Coffee and mustard may not sound like go-togethers, but tonight's Easter ham. glazed with an apricot, coffee and mustard glaze was a big hit. In fact, I caught both boys licking the spoon after they stirred the glaze. This one was an improv -- I just added ingredients to taste, but it was so good that I know I'll be playing with it again to fine-tune the measurements so I can write a real recipe for it. In the meantime, here's the general recipe if anyone wants to give it a try.
In a small bowl, mix together:
- 3/4 cup of dark brown sugar
- 1/4 cup molasses
- 1/4 cup honey
- 1/4 cup spicy brown mustard
- 1/4 cup apricot preserves, heated till liquid
- 1 tsp ground cloves
- 1 cup espresso
I picked Dean's Beans Ring of Fire for this because I knew the smoky, earthy, spicy notes of Indonesian and Pacific Rim coffees would stand up really nicely to the molasses and mustard -- and they did. You could try a Sumatran or East African coffee as well.
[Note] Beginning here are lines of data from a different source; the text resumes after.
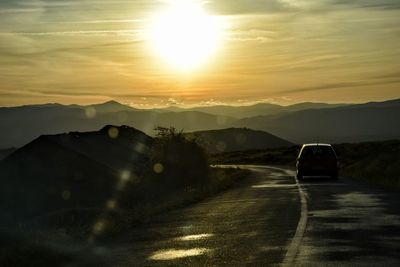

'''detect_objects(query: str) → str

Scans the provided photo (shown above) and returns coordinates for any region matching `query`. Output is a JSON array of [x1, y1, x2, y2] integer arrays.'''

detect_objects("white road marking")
[[260, 166, 308, 267]]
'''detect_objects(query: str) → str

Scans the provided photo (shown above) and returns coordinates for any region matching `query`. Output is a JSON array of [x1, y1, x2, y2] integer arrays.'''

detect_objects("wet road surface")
[[295, 176, 400, 266], [91, 165, 400, 266]]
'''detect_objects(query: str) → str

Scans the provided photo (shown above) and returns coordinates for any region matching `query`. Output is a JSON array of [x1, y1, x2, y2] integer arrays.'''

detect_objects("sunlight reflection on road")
[[175, 233, 214, 241], [149, 248, 211, 260], [252, 184, 297, 188]]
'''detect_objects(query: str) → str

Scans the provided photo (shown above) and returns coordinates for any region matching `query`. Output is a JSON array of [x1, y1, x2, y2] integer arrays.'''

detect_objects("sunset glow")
[[148, 2, 223, 71], [0, 1, 399, 107]]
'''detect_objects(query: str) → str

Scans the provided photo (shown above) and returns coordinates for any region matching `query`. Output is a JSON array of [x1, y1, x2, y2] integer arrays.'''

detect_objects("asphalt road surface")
[[89, 165, 400, 266]]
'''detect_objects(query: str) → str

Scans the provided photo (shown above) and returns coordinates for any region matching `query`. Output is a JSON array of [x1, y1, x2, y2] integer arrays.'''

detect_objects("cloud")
[[0, 30, 144, 37], [206, 0, 294, 15], [0, 89, 172, 99], [166, 98, 185, 105], [198, 98, 226, 106], [282, 79, 400, 94], [329, 0, 400, 10]]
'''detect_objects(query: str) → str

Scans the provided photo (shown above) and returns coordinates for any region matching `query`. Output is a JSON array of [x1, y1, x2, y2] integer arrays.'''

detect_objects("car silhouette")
[[296, 143, 338, 180]]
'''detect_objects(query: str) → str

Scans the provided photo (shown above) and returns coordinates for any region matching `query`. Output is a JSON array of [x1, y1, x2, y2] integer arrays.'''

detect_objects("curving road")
[[89, 165, 400, 266]]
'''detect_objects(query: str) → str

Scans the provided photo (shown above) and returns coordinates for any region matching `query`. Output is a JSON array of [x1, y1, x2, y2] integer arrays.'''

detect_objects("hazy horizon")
[[1, 96, 399, 109], [1, 0, 399, 107]]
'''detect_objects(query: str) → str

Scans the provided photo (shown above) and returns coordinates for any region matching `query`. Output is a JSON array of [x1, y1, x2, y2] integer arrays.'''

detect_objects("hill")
[[85, 100, 139, 113], [185, 128, 293, 153], [233, 99, 400, 143], [0, 125, 252, 249], [0, 148, 16, 160], [0, 125, 153, 222]]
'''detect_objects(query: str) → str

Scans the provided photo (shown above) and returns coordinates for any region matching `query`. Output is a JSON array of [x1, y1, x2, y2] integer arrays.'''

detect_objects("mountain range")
[[160, 102, 347, 118], [234, 99, 400, 143], [0, 98, 399, 148]]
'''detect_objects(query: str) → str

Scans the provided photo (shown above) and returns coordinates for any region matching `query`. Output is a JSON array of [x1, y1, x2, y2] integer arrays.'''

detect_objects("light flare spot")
[[153, 163, 164, 174], [85, 107, 96, 119], [135, 142, 147, 153], [121, 170, 131, 181], [117, 170, 133, 190], [61, 190, 71, 200], [106, 199, 117, 210], [93, 220, 106, 234], [108, 127, 119, 139]]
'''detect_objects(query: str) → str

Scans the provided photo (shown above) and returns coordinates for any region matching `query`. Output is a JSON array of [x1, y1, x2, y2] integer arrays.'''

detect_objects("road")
[[87, 165, 400, 266]]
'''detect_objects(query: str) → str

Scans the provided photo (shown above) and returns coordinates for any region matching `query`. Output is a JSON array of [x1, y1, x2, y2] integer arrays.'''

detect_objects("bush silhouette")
[[149, 126, 209, 189]]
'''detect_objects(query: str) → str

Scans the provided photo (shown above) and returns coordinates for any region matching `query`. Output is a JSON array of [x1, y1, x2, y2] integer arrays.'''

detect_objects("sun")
[[148, 2, 223, 72]]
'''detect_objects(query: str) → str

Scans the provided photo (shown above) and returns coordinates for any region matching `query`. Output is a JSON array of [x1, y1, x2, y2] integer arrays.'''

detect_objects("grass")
[[210, 146, 301, 166], [334, 140, 400, 189], [211, 140, 400, 190]]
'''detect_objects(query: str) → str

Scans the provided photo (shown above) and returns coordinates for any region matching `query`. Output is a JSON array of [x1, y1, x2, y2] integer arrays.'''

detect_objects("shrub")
[[147, 126, 209, 189]]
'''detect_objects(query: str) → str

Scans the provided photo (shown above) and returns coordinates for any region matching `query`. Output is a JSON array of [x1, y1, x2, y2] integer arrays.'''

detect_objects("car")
[[296, 143, 338, 180]]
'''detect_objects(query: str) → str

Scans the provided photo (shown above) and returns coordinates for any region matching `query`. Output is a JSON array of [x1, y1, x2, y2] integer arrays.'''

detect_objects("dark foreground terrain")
[[0, 125, 253, 266], [90, 166, 400, 266], [1, 130, 399, 266], [3, 166, 398, 266]]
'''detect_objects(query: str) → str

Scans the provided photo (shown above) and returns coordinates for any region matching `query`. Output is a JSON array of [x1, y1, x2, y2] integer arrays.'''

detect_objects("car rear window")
[[300, 146, 336, 158]]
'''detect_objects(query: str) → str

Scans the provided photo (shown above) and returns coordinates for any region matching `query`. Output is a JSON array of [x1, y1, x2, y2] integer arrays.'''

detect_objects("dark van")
[[296, 144, 338, 180]]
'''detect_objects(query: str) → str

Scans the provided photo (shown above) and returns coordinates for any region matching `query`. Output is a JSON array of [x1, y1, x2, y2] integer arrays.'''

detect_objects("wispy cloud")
[[207, 0, 294, 15], [282, 79, 400, 94], [48, 19, 145, 24], [0, 89, 171, 99], [329, 0, 400, 10], [0, 30, 144, 37]]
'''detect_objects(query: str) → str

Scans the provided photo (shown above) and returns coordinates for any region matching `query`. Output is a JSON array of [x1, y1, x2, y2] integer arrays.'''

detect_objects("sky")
[[0, 0, 399, 107]]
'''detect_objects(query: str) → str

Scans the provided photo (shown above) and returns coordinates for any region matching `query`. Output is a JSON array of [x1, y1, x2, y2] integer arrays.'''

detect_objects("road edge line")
[[282, 171, 308, 267]]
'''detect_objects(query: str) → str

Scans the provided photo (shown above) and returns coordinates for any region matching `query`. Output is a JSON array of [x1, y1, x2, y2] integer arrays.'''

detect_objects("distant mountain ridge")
[[1, 98, 399, 148], [234, 98, 400, 143], [81, 100, 139, 113], [160, 102, 347, 118]]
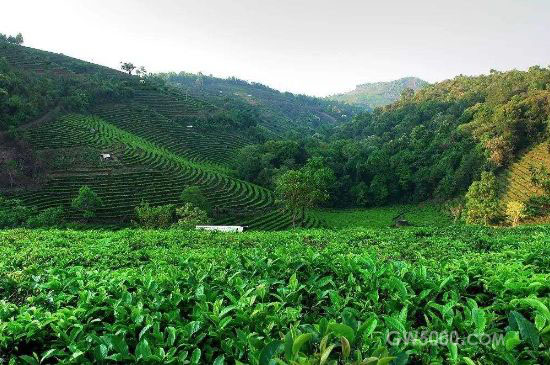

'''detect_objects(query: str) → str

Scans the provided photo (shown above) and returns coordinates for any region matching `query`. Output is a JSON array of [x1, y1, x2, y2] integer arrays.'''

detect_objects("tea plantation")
[[0, 42, 321, 230], [1, 226, 549, 364]]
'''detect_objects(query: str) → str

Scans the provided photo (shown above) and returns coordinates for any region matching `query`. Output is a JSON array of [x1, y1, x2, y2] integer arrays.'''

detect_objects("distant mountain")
[[159, 72, 362, 137], [328, 77, 429, 109]]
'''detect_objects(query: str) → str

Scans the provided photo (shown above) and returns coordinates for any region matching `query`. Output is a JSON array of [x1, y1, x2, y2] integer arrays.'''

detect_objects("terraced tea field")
[[0, 41, 328, 229], [93, 103, 248, 165], [0, 42, 124, 78], [18, 114, 318, 228], [500, 142, 550, 204]]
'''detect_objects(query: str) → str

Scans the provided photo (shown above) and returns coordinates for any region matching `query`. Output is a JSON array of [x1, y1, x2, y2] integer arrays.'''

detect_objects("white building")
[[196, 225, 245, 233]]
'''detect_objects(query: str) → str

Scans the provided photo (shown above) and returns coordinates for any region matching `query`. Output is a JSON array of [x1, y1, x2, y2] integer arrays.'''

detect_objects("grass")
[[311, 204, 451, 229]]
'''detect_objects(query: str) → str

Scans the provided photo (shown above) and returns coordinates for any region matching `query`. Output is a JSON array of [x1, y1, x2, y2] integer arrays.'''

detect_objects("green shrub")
[[465, 172, 500, 225], [525, 195, 550, 217], [505, 201, 526, 227], [180, 186, 211, 214], [175, 203, 209, 229], [71, 186, 103, 221], [134, 202, 176, 228], [1, 226, 550, 363], [0, 196, 35, 228], [25, 206, 65, 228]]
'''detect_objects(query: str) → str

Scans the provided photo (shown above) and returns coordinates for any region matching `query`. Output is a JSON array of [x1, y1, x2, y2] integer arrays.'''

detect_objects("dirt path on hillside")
[[318, 111, 338, 124], [18, 105, 62, 131], [0, 105, 62, 142]]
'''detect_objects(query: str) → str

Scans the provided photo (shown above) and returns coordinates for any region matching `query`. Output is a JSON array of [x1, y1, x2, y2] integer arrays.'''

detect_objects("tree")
[[135, 66, 147, 78], [120, 62, 136, 75], [465, 171, 500, 225], [14, 33, 23, 45], [1, 33, 22, 45], [400, 87, 415, 100], [505, 201, 526, 227], [26, 207, 65, 228], [0, 196, 35, 228], [180, 186, 211, 214], [484, 136, 513, 167], [275, 158, 335, 227], [5, 159, 19, 188], [445, 198, 465, 223], [525, 166, 550, 217], [176, 203, 209, 229], [134, 201, 176, 228], [71, 186, 103, 221]]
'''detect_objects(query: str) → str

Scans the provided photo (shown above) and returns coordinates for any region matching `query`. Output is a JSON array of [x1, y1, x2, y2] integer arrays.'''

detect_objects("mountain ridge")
[[328, 76, 429, 109], [158, 71, 361, 137]]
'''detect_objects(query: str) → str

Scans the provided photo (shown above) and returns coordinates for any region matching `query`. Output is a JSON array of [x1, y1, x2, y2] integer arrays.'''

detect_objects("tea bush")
[[0, 226, 549, 364]]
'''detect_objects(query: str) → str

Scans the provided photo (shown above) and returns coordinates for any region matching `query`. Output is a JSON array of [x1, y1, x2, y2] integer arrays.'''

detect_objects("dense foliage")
[[1, 226, 549, 363], [526, 166, 550, 217], [0, 195, 64, 228], [71, 186, 104, 221], [235, 66, 550, 208], [2, 41, 550, 225], [179, 186, 211, 214], [0, 56, 59, 131], [134, 201, 209, 228], [465, 172, 500, 225], [275, 158, 335, 227], [0, 42, 138, 132]]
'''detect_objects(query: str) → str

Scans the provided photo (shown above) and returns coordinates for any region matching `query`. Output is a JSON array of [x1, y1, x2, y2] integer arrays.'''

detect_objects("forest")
[[232, 67, 550, 209]]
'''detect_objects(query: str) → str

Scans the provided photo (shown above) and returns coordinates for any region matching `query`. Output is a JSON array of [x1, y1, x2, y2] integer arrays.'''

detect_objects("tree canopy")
[[275, 158, 335, 227]]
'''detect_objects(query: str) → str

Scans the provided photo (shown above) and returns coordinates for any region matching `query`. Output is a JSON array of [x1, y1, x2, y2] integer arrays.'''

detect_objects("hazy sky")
[[2, 0, 550, 96]]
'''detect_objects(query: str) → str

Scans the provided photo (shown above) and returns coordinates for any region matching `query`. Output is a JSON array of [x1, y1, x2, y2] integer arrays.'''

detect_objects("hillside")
[[3, 39, 550, 226], [328, 77, 428, 108], [500, 142, 550, 203], [0, 42, 321, 229], [159, 72, 362, 137], [497, 141, 550, 223], [257, 67, 550, 209]]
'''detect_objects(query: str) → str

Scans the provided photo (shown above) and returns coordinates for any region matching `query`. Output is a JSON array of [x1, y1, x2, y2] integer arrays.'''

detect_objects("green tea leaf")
[[135, 339, 151, 360], [504, 331, 521, 351], [20, 355, 38, 365], [191, 348, 201, 364], [166, 326, 176, 346], [259, 340, 282, 365], [40, 349, 57, 364], [377, 356, 396, 365], [472, 308, 486, 334], [509, 311, 540, 349], [357, 317, 377, 341], [292, 333, 313, 355], [213, 355, 225, 365], [328, 323, 355, 343], [341, 336, 351, 359], [519, 298, 550, 321], [448, 342, 458, 361]]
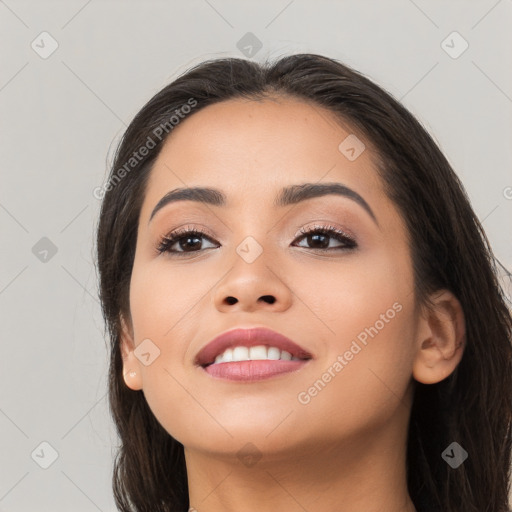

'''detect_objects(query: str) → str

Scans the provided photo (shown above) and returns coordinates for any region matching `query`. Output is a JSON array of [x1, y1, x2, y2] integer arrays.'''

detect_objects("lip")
[[194, 327, 313, 368], [204, 360, 309, 381]]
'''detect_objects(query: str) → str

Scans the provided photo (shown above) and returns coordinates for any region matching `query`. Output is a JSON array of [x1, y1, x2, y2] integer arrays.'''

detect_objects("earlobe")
[[119, 314, 143, 391], [412, 290, 466, 384]]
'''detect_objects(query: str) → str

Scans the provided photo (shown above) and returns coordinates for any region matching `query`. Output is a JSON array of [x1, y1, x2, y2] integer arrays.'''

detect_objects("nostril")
[[225, 296, 237, 305]]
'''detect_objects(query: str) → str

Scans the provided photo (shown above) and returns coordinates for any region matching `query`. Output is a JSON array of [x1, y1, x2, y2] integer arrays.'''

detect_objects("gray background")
[[1, 0, 511, 510]]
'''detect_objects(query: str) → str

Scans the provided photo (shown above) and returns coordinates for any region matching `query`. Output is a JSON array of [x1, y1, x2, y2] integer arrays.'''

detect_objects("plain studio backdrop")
[[1, 1, 511, 510]]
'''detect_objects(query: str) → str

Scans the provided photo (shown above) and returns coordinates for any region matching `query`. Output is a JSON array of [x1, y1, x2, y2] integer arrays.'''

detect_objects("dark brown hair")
[[95, 53, 512, 511]]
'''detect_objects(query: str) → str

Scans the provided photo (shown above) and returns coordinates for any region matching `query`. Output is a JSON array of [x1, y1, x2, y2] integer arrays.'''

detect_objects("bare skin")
[[119, 96, 466, 512]]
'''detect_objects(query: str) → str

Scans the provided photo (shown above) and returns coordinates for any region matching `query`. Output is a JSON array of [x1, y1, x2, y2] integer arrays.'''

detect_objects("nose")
[[212, 250, 293, 313]]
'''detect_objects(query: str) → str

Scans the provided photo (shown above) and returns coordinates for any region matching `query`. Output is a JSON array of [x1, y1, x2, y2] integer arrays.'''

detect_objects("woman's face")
[[121, 96, 420, 460]]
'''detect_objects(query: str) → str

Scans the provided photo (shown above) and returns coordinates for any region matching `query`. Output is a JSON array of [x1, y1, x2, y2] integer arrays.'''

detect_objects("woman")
[[95, 53, 512, 512]]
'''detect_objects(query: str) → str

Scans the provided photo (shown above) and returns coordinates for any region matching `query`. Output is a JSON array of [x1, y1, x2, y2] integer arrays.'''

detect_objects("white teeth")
[[212, 345, 302, 364], [249, 345, 267, 360], [233, 346, 249, 361], [223, 348, 233, 362], [280, 350, 292, 361], [267, 347, 281, 360]]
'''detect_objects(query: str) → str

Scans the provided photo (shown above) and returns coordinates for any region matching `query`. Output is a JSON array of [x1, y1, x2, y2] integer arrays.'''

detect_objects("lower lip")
[[202, 360, 309, 381]]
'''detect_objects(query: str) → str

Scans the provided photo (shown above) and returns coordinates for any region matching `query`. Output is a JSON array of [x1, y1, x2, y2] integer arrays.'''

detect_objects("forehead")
[[141, 96, 384, 214]]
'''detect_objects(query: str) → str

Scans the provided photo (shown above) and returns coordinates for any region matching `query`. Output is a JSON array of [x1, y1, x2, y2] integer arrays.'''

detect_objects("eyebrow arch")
[[148, 182, 379, 226]]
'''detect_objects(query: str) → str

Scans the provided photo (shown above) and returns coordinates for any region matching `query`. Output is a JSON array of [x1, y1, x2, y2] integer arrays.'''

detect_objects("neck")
[[185, 412, 417, 512]]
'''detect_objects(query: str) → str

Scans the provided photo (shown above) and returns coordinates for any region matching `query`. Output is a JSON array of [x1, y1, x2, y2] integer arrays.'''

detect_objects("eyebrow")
[[148, 182, 378, 226]]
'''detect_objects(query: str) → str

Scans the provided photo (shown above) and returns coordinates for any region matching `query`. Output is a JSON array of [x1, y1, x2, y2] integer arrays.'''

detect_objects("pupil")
[[309, 234, 328, 248], [181, 236, 201, 251]]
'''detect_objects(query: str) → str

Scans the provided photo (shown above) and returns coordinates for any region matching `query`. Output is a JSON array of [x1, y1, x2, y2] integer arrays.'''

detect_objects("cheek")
[[296, 308, 417, 444], [128, 258, 206, 342], [292, 252, 413, 346], [126, 260, 214, 441], [294, 253, 416, 430]]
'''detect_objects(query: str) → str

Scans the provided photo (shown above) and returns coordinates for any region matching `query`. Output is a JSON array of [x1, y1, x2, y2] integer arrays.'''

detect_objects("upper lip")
[[195, 327, 313, 367]]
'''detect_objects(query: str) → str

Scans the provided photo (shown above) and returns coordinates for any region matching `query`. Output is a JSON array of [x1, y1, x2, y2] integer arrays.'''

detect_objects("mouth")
[[195, 327, 313, 381]]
Score the fat on a pre-cooked ham shank and baste it with the glaze. Transfer the ham to a cooking rack in a large stock pot or lobster pot. Pour a bottle of ale into the bottom of the pan, but make sure that it stays below the bottom of the ham. As you can see from the photo, I used Samuel Adams Summer Ale -- crisp, light and citrus-y. Cover the pot and cook over low heat for about 20 minutes per pound, or until it reaches an internal temperature of 140 F. Baste with additional glaze every 15-20 minutes. Refrigerate the glaze between basting.
Let the ham rest for 15-20 minutes before slicing.
With the sugar and molasses, the coffee flavor isn't particularly intense, but it's definitely present. I don't cook ham often, but I'll definitely be experimenting with this one again and playing with the proportion of coffee and molasses to see if I can bring out more of the coffee flavor.